Arguments pertinents
1. Désistement réputé : La décision repose sur le fait que M. A n'a pas confirmé le maintien de ses conclusions dans le délai d'un mois. Selon l'article R. 612-5-1 du code de justice administrative, "à défaut de réception de cette confirmation à l'expiration du délai fixé, il sera réputé s'être désisté de l'ensemble de ses conclusions". Ce point est crucial car il établit la base légale du désistement.
2. Notification et délai : Le courrier du 20 décembre 2023, dont M. A a accusé réception, l'informait clairement des conséquences de son inaction. Le tribunal a donc respecté la procédure en informant le requérant des implications de son silence, ce qui renforce la légitimité de la décision.
Interprétations et citations légales
1. Article R. 612-5-1 du code de justice administrative : Cet article stipule que "lorsque l'état du dossier permet de s'interroger sur l'intérêt que la requête conserve pour son auteur, le président de la formation de jugement ou le président de la chambre chargée de l'instruction, peut inviter le requérant à confirmer expressément le maintien de ses conclusions". Cette disposition permet au tribunal de s'assurer que la requête est toujours pertinente, et elle impose une obligation de réponse au requérant.

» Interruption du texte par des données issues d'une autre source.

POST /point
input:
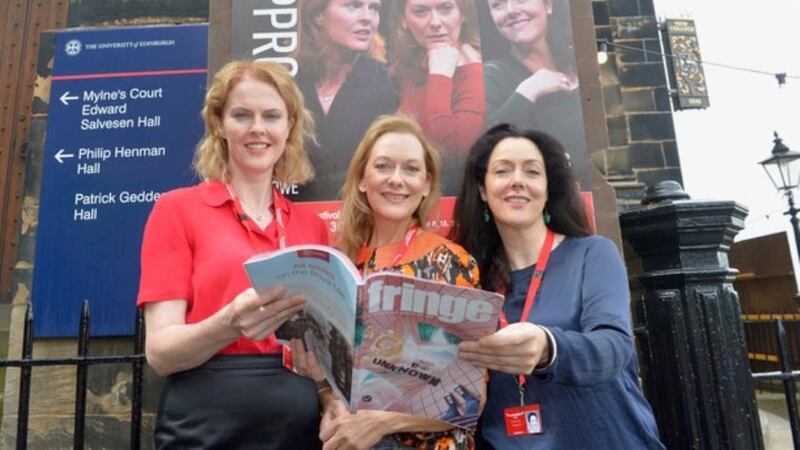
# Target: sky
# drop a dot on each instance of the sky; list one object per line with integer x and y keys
{"x": 720, "y": 147}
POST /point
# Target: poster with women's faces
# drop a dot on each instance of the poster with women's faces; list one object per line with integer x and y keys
{"x": 456, "y": 66}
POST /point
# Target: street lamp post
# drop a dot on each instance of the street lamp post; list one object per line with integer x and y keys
{"x": 783, "y": 175}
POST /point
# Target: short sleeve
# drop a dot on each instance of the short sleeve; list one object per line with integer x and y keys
{"x": 166, "y": 259}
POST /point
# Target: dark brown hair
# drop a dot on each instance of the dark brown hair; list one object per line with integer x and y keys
{"x": 480, "y": 238}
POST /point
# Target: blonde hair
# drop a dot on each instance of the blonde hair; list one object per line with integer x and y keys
{"x": 211, "y": 155}
{"x": 356, "y": 214}
{"x": 314, "y": 50}
{"x": 408, "y": 60}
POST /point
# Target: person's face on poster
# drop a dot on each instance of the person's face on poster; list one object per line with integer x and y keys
{"x": 351, "y": 24}
{"x": 434, "y": 23}
{"x": 521, "y": 21}
{"x": 395, "y": 178}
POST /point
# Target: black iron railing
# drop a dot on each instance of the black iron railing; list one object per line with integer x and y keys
{"x": 82, "y": 362}
{"x": 786, "y": 375}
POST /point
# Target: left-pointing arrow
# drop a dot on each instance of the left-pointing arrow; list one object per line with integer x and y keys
{"x": 61, "y": 155}
{"x": 65, "y": 97}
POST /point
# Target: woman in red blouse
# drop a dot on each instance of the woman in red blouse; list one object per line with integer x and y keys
{"x": 208, "y": 331}
{"x": 435, "y": 64}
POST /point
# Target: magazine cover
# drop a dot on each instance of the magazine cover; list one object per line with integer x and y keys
{"x": 327, "y": 324}
{"x": 407, "y": 340}
{"x": 389, "y": 342}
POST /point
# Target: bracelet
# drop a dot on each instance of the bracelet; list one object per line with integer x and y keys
{"x": 323, "y": 389}
{"x": 323, "y": 386}
{"x": 551, "y": 342}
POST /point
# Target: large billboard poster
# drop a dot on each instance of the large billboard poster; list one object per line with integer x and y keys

2. Article R. 222-1 du code de justice administrative : Cet article précise que "les premiers vice-présidents des tribunaux peuvent, par ordonnance : 1° Donner acte des désistements". Cela montre que le tribunal a le pouvoir d'acter le désistement lorsque les conditions légales sont remplies, ce qui a été le cas ici.
En conclusion, la décision du tribunal administratif de Montreuil est fondée sur des dispositions claires du code de justice administrative, et elle illustre l'importance de la réactivité des parties dans le cadre des procédures judiciaires. Le silence de M. A a conduit à un désistement automatique, conformément aux règles établies.